地元の新聞である山陽新聞で,次のような記事を目にしました(2011年11月10付山陽新聞掲載の記事より)。
「『ヤミ金逃れ刑務所行きたかった』コンビニ強盗で起訴の男供述
コンビニで現金3万8千円を奪い,強盗罪などで起訴された高知県生まれ,住所不定,無職の被告(36)が,『ヤミ金融の取り立てから逃れるため,六法全書を読んだ結果,強盗をして刑務所に行くしかないと考えた』と供述していることが9日分かった。
岡山地裁で同日開かれた初公判で,岡山地検が明らかにした。
被告は9月19日午前5時半ごろ,岡山市北区表町のコンビニで,店員に包丁を突き付けて『強盗じゃ,金を出してくれ』と脅し,レジの現金を奪ったとされる。」
地検の冒頭陳述などによると,被告は18歳のころからパチスロなどにのめり込み,今年6月にはヤミ金融などへの借金が数千万円に膨らんだ。取り立てから逃れて9月に岡山に来たが,犯行前日には所持金が千円に。
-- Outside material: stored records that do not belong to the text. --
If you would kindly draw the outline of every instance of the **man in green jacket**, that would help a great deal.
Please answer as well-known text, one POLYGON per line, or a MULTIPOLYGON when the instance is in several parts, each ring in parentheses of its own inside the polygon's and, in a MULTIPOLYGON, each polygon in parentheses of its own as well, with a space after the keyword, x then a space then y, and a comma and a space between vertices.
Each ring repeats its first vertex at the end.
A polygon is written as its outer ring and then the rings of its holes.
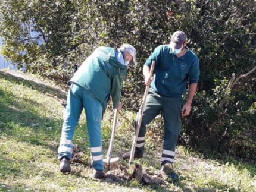
MULTIPOLYGON (((143 68, 145 84, 151 85, 151 89, 146 98, 134 156, 142 157, 146 125, 161 112, 164 121, 162 168, 174 162, 175 148, 181 130, 180 116, 189 114, 200 74, 198 58, 186 44, 185 33, 181 31, 174 32, 171 43, 156 48, 143 68), (155 74, 150 78, 152 61, 155 61, 155 74), (182 109, 182 95, 186 91, 188 81, 189 97, 182 109)), ((135 121, 138 120, 136 118, 135 121)), ((127 152, 123 158, 129 159, 130 155, 130 152, 127 152)))
POLYGON ((83 63, 68 81, 70 87, 64 114, 58 159, 60 171, 71 171, 72 140, 83 108, 85 109, 88 130, 93 177, 104 177, 101 122, 110 97, 113 108, 122 108, 121 89, 127 65, 136 64, 136 50, 129 44, 120 48, 99 47, 83 63))

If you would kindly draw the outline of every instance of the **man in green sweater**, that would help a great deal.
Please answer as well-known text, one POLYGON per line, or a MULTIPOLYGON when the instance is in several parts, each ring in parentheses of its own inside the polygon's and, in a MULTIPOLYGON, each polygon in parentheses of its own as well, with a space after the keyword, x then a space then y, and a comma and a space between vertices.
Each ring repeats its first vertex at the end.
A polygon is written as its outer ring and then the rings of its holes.
MULTIPOLYGON (((181 130, 181 116, 187 116, 190 113, 200 74, 198 58, 186 44, 185 33, 181 31, 174 32, 170 44, 156 48, 143 68, 145 84, 151 85, 151 89, 146 98, 135 158, 143 156, 146 125, 161 112, 164 121, 162 168, 167 163, 174 162, 175 148, 181 130), (150 78, 152 61, 155 61, 155 74, 150 78), (188 81, 189 97, 182 109, 182 95, 188 81)), ((137 117, 136 122, 138 120, 137 117)), ((123 158, 129 159, 130 155, 130 152, 127 152, 123 158)))
POLYGON ((68 81, 70 87, 64 114, 58 159, 60 171, 71 171, 72 140, 83 108, 85 109, 92 154, 93 177, 104 177, 101 122, 107 102, 111 97, 114 109, 122 108, 121 89, 127 65, 136 64, 136 50, 129 44, 119 49, 97 48, 83 63, 68 81))

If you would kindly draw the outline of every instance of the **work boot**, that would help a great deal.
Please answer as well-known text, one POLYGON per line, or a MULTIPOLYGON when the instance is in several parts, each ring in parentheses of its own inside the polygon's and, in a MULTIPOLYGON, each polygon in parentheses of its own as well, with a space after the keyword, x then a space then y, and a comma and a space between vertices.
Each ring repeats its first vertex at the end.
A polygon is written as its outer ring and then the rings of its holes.
POLYGON ((60 171, 63 174, 71 172, 70 160, 66 157, 64 157, 61 160, 61 164, 60 165, 60 171))
POLYGON ((105 177, 105 173, 102 170, 94 170, 92 177, 95 179, 103 179, 105 177))
MULTIPOLYGON (((123 159, 125 160, 125 159, 130 159, 130 152, 126 152, 124 153, 124 154, 123 154, 122 155, 122 158, 123 159)), ((137 158, 137 159, 139 159, 143 157, 143 154, 141 155, 138 155, 136 153, 134 153, 134 158, 137 158)))

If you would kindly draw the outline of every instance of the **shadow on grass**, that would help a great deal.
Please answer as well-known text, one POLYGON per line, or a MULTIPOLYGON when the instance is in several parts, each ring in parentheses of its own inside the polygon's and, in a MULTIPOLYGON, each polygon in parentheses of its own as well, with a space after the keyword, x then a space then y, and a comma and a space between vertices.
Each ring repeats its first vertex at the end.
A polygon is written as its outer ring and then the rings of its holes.
POLYGON ((238 169, 246 169, 252 177, 256 175, 256 162, 253 160, 245 160, 242 158, 233 156, 227 157, 217 151, 210 150, 207 149, 200 149, 199 150, 189 149, 189 150, 196 154, 199 154, 204 159, 217 162, 221 166, 227 163, 233 164, 238 169))
MULTIPOLYGON (((63 120, 39 114, 38 103, 0 89, 0 134, 38 145, 59 140, 63 120)), ((43 114, 43 112, 40 113, 43 114)))
MULTIPOLYGON (((10 159, 0 155, 0 170, 1 178, 6 181, 0 183, 1 191, 27 191, 33 190, 31 186, 24 184, 24 181, 39 175, 42 169, 29 162, 10 159)), ((52 175, 53 173, 43 170, 44 177, 52 175)))
POLYGON ((17 84, 29 87, 31 89, 36 90, 40 93, 48 95, 51 97, 57 97, 58 98, 66 100, 66 93, 58 89, 54 89, 51 86, 34 82, 32 80, 26 80, 25 78, 14 76, 11 74, 0 71, 0 78, 5 78, 11 82, 17 84))

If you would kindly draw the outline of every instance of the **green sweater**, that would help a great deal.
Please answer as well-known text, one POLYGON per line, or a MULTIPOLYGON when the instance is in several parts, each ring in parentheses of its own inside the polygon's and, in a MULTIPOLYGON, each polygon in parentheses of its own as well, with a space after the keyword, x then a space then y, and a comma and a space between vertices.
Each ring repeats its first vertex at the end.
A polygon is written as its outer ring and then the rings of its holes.
POLYGON ((198 58, 189 50, 178 58, 168 45, 156 48, 145 64, 151 67, 155 61, 155 74, 151 88, 167 97, 180 97, 186 91, 186 83, 197 83, 200 75, 198 58))
MULTIPOLYGON (((97 48, 76 72, 68 83, 75 83, 99 100, 104 112, 111 96, 114 108, 121 100, 123 81, 126 77, 127 67, 115 57, 116 49, 97 48)), ((124 58, 124 54, 122 53, 124 58)))

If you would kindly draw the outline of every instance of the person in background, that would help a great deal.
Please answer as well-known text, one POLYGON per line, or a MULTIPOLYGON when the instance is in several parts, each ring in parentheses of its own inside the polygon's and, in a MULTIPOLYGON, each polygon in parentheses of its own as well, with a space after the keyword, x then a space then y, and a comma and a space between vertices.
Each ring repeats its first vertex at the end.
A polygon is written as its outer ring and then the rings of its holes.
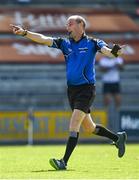
POLYGON ((96 95, 96 53, 101 52, 107 56, 116 57, 123 53, 123 48, 119 45, 114 45, 112 49, 108 48, 103 40, 87 36, 85 27, 86 21, 79 15, 73 15, 67 19, 68 37, 48 37, 28 31, 20 26, 11 25, 14 34, 60 49, 65 57, 67 94, 72 115, 64 155, 61 159, 50 159, 51 166, 56 170, 67 169, 69 158, 78 142, 81 125, 89 133, 114 141, 118 148, 118 157, 123 157, 125 154, 126 132, 114 133, 100 124, 95 124, 90 115, 90 107, 96 95))
POLYGON ((104 56, 99 60, 99 69, 102 72, 103 100, 106 108, 113 98, 115 107, 119 110, 121 105, 120 71, 124 68, 122 57, 104 56))

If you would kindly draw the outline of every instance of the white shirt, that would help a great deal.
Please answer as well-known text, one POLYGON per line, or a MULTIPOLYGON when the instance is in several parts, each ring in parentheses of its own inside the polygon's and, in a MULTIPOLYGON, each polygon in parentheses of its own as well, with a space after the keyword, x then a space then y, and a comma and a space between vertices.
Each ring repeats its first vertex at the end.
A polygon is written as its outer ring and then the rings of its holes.
POLYGON ((123 59, 121 57, 109 58, 103 57, 99 61, 99 66, 104 68, 109 68, 106 72, 102 74, 102 81, 105 83, 115 83, 120 81, 120 73, 117 65, 123 64, 123 59))

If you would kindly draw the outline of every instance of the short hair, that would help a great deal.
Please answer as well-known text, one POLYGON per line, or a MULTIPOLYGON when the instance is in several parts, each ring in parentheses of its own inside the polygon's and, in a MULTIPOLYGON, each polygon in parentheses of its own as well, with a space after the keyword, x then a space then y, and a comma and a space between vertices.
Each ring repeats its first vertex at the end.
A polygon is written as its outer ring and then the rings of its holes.
POLYGON ((83 27, 84 28, 86 27, 86 20, 82 16, 72 15, 68 19, 74 19, 78 24, 82 22, 83 23, 83 27))

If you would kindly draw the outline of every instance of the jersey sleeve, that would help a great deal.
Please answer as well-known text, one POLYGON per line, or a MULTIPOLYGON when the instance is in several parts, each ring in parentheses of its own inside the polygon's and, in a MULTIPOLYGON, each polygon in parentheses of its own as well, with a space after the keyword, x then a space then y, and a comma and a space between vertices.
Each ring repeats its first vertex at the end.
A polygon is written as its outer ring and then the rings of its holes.
POLYGON ((63 42, 62 38, 53 38, 53 44, 50 47, 62 49, 62 42, 63 42))

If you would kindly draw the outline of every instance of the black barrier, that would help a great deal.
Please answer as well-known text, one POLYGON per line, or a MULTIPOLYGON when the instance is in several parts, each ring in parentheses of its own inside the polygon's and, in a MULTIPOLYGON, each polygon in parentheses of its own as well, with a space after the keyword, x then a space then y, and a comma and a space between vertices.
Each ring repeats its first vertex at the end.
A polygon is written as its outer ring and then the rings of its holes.
POLYGON ((128 140, 139 142, 139 110, 121 110, 119 129, 127 132, 128 140))

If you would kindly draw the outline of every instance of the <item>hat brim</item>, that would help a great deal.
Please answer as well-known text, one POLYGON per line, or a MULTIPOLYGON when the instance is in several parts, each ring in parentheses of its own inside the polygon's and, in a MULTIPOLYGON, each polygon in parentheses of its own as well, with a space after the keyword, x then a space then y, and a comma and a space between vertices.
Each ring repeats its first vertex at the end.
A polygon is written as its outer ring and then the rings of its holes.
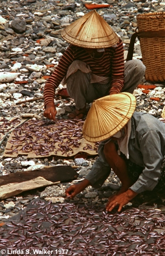
POLYGON ((83 127, 83 137, 94 142, 113 136, 128 123, 136 106, 136 97, 126 92, 94 101, 83 127))
POLYGON ((68 43, 83 48, 107 48, 119 41, 117 35, 95 10, 66 27, 61 35, 68 43))

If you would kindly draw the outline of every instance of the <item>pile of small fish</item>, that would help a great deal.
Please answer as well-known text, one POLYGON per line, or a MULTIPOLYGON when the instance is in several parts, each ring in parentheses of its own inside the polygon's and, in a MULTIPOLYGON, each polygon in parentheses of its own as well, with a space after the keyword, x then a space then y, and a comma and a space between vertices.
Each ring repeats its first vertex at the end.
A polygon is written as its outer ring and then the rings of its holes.
MULTIPOLYGON (((83 138, 82 129, 84 121, 81 119, 56 119, 51 121, 30 120, 16 128, 9 143, 12 146, 6 148, 9 156, 14 152, 28 154, 34 152, 36 156, 49 155, 50 152, 70 156, 74 148, 79 148, 83 138)), ((97 144, 84 144, 83 150, 97 150, 97 144)))

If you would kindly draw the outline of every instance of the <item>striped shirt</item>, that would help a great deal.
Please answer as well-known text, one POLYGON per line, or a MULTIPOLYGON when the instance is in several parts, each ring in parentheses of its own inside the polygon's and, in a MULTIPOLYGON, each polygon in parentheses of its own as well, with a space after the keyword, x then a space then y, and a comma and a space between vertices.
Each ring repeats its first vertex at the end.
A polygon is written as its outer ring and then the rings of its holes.
POLYGON ((45 84, 44 91, 45 106, 54 102, 56 89, 65 77, 69 66, 76 60, 86 63, 96 77, 109 77, 109 92, 121 91, 124 86, 124 61, 123 44, 120 39, 115 47, 105 48, 104 54, 100 58, 92 57, 84 48, 71 44, 45 84))

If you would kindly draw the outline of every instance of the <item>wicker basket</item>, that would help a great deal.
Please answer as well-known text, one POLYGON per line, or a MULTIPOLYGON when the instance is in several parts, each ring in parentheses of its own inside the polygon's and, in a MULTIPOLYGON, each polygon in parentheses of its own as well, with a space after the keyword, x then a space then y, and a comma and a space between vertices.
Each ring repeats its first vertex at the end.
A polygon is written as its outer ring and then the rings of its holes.
POLYGON ((137 20, 146 80, 165 81, 165 12, 139 14, 137 20))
このため書店に立ち寄り,六法全書を読んで現金が手に入る犯罪を確認。逮捕されても刑務所に行くことができると考え,犯行を決意したという。
被告人質問で被告は,『店員に『金を返せばなかったことにする』と説得されたが,捕まるのが目的だったので通報するように伝えた』と説明。『(逮捕で)拘束されて落ち着いた。いろいろ反省して今後を考えたい』と述べた。被告はこの日,懲役4年6月を求刑された。」
このような事件が起きるということは,司法へのアクセス障害,アクセス認識の問題が社会では未だ大きいことを示していると思います。この被告人が事件を起こす前に弁護士のところに相談に来られていたら,弁護士からヤミ金融に連絡をして,それで取り立ては止まり,そこで問題は解決されていたはずなのです。その意味で,とても不幸な事件です。
法律家は人助けをするのが仕事なのに,社会で困られているすべての方々を救うことができていないのだ,と感じる記事でした。
このような方が出ないように,より分かりやすい法律の本,法律家による解説,報道などが今後も必要なのだと思います。このブログもそのようなお手伝いができるような記事を書いていくことができれば,と思っています。